Many earned full marks, but many others contained errors. Some of these errors included inverted axes, no abrupt curve drop for high temperatures, an asymmetric graph shown for pH, the optimum temperature or pH not mentioned or labelled.

This question about the enzymes involved in replication was generally well done. Some omitted the I and the III for polymerase and/or focused on base pairing instead of elongation of strands with DNA polymerase III. The details around the relative role of base pairing and covalent bond formation was sometimes lacking.

Many had a "good idea" of speciation and knew about the different types of isolation and selection. Very few discussed the role of polyploidy.

Draw labelled diagrams to show the structure of RNA nucleotides and how they are linked together to form a molecule of RNA.

Explain transcription.

Distinguish between continuous and discrete variation, using examples.

a. ribose drawn as pentagon and labelled sugar/ribose;
b. base drawn with correct link to (C₁ of) ribose and labelled base/nitrogenous base;
c. phosphate drawn with correct link to (C₅ of) ribose and labelled P/phosphate;
d. two (or more) ribonucleotides drawn with correct link (C₃ to C₅)
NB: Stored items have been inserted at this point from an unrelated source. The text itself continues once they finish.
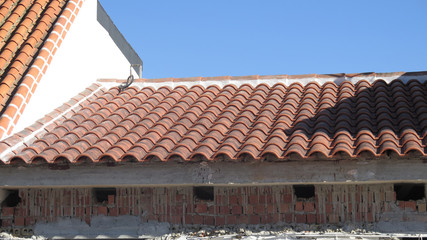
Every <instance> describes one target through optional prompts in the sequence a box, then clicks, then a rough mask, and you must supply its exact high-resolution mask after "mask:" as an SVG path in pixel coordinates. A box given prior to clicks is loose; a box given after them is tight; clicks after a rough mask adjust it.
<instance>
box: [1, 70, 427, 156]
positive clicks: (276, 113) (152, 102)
mask: <svg viewBox="0 0 427 240" xmlns="http://www.w3.org/2000/svg"><path fill="white" fill-rule="evenodd" d="M374 75H375V74H374ZM328 76H329V78H328V77H322V76H317V75H316V76H315V77H314V78H317V79H323V78H324V79H326V78H328V79H331V77H330V76H334V77H332V79H333V80H338V79H341V80H340V81H338V82H340V83H334V82H332V81H326V82H325V83H323V84H319V83H317V82H309V83H307V84H301V83H300V82H304V81H306V80H307V76H291V77H290V76H287V77H286V79H287V81H289V80H293V83H291V84H289V85H285V84H284V83H283V81H285V80H286V79H285V78H284V77H283V76H263V77H260V76H256V77H251V78H256V79H255V80H254V79H252V80H253V81H252V80H244V79H245V78H240V79H242V80H243V82H246V83H245V84H242V83H241V82H240V83H239V84H226V85H224V86H218V85H223V83H224V81H226V82H227V81H228V82H231V83H233V79H232V78H231V79H230V78H229V79H224V78H223V79H222V80H221V81H218V82H217V83H218V84H217V85H206V86H203V85H201V84H202V83H203V82H207V81H211V80H213V79H207V78H205V79H200V78H199V79H181V80H180V81H179V80H178V79H172V82H174V83H176V84H179V83H184V82H190V81H197V82H193V84H192V85H191V86H188V87H187V86H176V87H173V88H172V87H169V86H170V85H171V82H169V83H163V86H161V87H158V88H153V87H140V85H144V84H154V83H158V82H161V81H163V80H159V81H151V82H147V81H142V80H140V82H138V81H137V82H136V83H134V85H132V86H131V87H129V88H127V89H126V90H125V91H123V92H120V91H119V89H118V88H117V87H111V88H109V89H105V90H102V91H101V90H100V89H102V88H103V87H102V86H101V85H102V84H104V85H106V84H107V83H98V84H101V85H95V86H92V88H91V90H87V93H85V94H84V96H88V95H90V94H92V95H90V96H91V98H89V99H86V98H84V101H82V102H80V103H79V104H78V105H77V106H79V109H78V111H77V110H73V111H68V112H67V115H66V116H62V115H61V112H63V111H64V109H70V107H69V105H70V104H68V105H66V106H63V109H61V108H60V109H58V110H57V111H56V112H55V114H56V115H57V116H60V117H57V119H56V120H51V119H52V117H49V116H48V117H49V119H48V120H50V121H51V122H50V123H49V124H44V125H43V126H42V122H38V123H36V125H35V126H33V127H30V128H28V129H27V130H24V132H21V133H19V134H17V135H14V136H12V137H10V138H8V139H6V140H5V141H3V142H1V143H0V150H1V152H2V154H0V158H1V160H2V161H3V162H5V163H7V164H9V163H11V162H12V163H13V162H22V161H24V162H25V163H27V164H29V163H33V164H34V163H36V162H49V163H52V162H58V161H59V162H64V161H65V162H71V163H78V162H111V161H113V162H127V161H156V160H160V161H195V160H201V159H205V160H209V161H222V160H230V161H246V160H257V161H266V160H267V161H269V160H275V161H286V160H296V159H299V160H301V159H305V158H307V159H325V160H328V159H334V160H336V159H351V158H360V157H362V158H364V159H366V158H376V157H387V158H390V157H397V158H399V157H422V158H423V157H426V156H427V151H426V144H427V137H426V135H427V97H426V96H427V81H425V78H426V76H427V73H425V72H424V73H404V74H399V75H396V74H394V75H393V74H383V75H378V74H377V75H375V77H374V78H372V76H373V75H372V74H371V75H369V74H365V75H363V74H362V75H359V77H361V78H371V80H369V81H367V80H359V81H354V78H355V76H356V75H353V76H352V77H349V75H341V76H337V75H328ZM398 78H399V79H398ZM236 79H237V80H238V79H239V78H235V79H234V80H236ZM263 79H270V80H276V83H275V84H271V85H269V83H270V82H269V81H270V80H269V81H265V82H266V83H261V84H258V83H257V82H259V81H261V82H263V81H264V80H263ZM284 79H285V80H284ZM310 79H313V77H312V76H310ZM375 79H376V80H375ZM381 79H387V80H386V81H384V80H381ZM402 79H403V80H402ZM420 79H424V80H422V81H421V80H420ZM168 81H171V79H169V80H168ZM251 82H253V83H255V84H254V85H251V84H249V83H251ZM335 82H337V81H335ZM109 84H115V85H117V84H118V83H117V82H113V83H109ZM165 85H166V86H165ZM167 85H169V86H167ZM95 89H96V90H95ZM72 101H73V102H72V103H71V105H76V104H75V103H76V102H77V101H78V100H76V99H75V100H72ZM43 121H44V122H46V120H43ZM35 130H36V131H38V132H37V133H34V132H33V131H35ZM30 134H31V135H30Z"/></svg>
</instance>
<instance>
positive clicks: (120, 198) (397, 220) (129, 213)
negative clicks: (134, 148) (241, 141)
mask: <svg viewBox="0 0 427 240" xmlns="http://www.w3.org/2000/svg"><path fill="white" fill-rule="evenodd" d="M295 186H296V187H295ZM295 186H292V185H276V186H243V187H242V186H238V187H217V186H214V187H201V188H194V187H191V186H188V187H156V188H146V187H128V188H123V187H120V188H109V189H91V188H67V189H60V188H53V189H50V188H44V189H19V190H17V191H16V190H15V191H12V195H13V194H15V195H16V196H15V198H14V199H11V198H9V199H8V198H6V199H5V200H4V201H3V203H2V207H1V217H0V219H1V225H2V227H23V226H32V225H34V224H35V223H38V222H54V221H56V220H57V219H58V218H63V217H71V218H79V219H81V220H82V221H85V222H87V223H88V224H89V225H90V222H91V218H92V217H93V216H97V215H106V216H119V215H135V216H140V217H141V220H142V221H143V222H148V221H159V222H169V223H173V224H206V225H217V226H218V225H234V224H267V223H269V224H271V223H278V222H284V223H289V224H291V223H307V224H329V223H331V224H334V223H342V222H352V223H373V222H381V221H422V222H427V213H426V198H425V186H424V185H422V187H423V190H424V193H422V194H421V195H422V196H423V197H422V198H421V199H418V200H416V201H415V200H408V201H402V200H400V201H399V200H396V191H395V187H394V184H360V185H354V184H341V185H327V184H321V185H302V186H301V185H295ZM296 194H297V195H299V197H298V196H296ZM312 194H313V196H312ZM17 196H19V198H17ZM13 200H14V201H13ZM16 204H17V205H16ZM14 205H16V206H14Z"/></svg>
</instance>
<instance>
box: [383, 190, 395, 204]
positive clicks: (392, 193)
mask: <svg viewBox="0 0 427 240" xmlns="http://www.w3.org/2000/svg"><path fill="white" fill-rule="evenodd" d="M385 200H386V201H387V202H394V201H396V193H395V192H392V191H386V192H385Z"/></svg>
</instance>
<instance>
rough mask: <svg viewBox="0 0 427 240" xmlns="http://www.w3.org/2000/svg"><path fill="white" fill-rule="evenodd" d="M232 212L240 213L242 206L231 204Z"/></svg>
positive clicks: (234, 213) (241, 210)
mask: <svg viewBox="0 0 427 240" xmlns="http://www.w3.org/2000/svg"><path fill="white" fill-rule="evenodd" d="M231 213H232V214H242V207H241V206H233V208H232V209H231Z"/></svg>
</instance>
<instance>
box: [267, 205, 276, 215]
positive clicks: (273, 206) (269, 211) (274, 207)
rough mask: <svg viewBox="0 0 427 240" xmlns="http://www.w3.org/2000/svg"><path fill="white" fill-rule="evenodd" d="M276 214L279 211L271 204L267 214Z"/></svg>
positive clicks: (267, 206)
mask: <svg viewBox="0 0 427 240" xmlns="http://www.w3.org/2000/svg"><path fill="white" fill-rule="evenodd" d="M276 212H277V209H276V207H275V206H274V205H273V204H269V205H268V206H267V213H268V214H272V213H276Z"/></svg>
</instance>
a. synthesis of RNA/mRNA / transcription of DNA to RNA;
b. RNA nucleotides linked together to form a strand/chain;
c. RNA strand assembled on DNA template/antisense strand / copy made of sense strand;
d. RNA polymerase carries out transcription/links RNA nucleotides;
e. uncoiling/separation of DNA strands;
f.  5’ end of nucleotides linked to 3’ end of (growing RNA) strand;
g. complementary base pairing (is the basis of copying the base sequence);
h. uracil instead of thymine in RNA;
i. starts at/RNA polymerase binds to a promoter;
j. regulated by transcription factors/DNA binding proteins/nucleosomes;

Annotated diagrams can be used.

Many candidates were able to draw the structure of an RNA nucleotide and link it correctly by a 5’ to 3’ bond to another nucleotide. The commonest error was to show two strands of nucleotides linked by base pairing, indicating confusion between RNA and DNA.

Answers were mixed. Strong candidates had no difficulty in describing transcription in detail but weaker ones tended to get confused with replication and/or translation. Helicase was often stated as the enzyme that uncoils and splits the double helix, rather than RNA polymerase. Marks were not awarded merely for stating that transcription is 5’ to 3’ unless it was clear that the candidate understood that the 5’ terminal of a free nucleotide is linked to the 3’ terminal of the chain of nucleotides already linked up. Candidates are expected to show understanding in their answers, rather than just state memorized phrases.

Differences between continuous and discrete variation were not well known and the average performance for this question was the lowest for any part of Section B. A general fault was to describe the two types of variation separately and in consequence forget to include both sides of a distinction. For example, some candidates stated that the environment can cause continuous variation, but most did not then also state that discrete variation is generally unaffected by environment. A mark was awarded for examples of the two types of variation, but in some cases an inappropriate example was chosen, such as hair colour for discrete variation or eye colour for continuous variation. The latter example was best avoided entirely as there are aspects of both continuous and discrete variation in the pigmentation of the iris.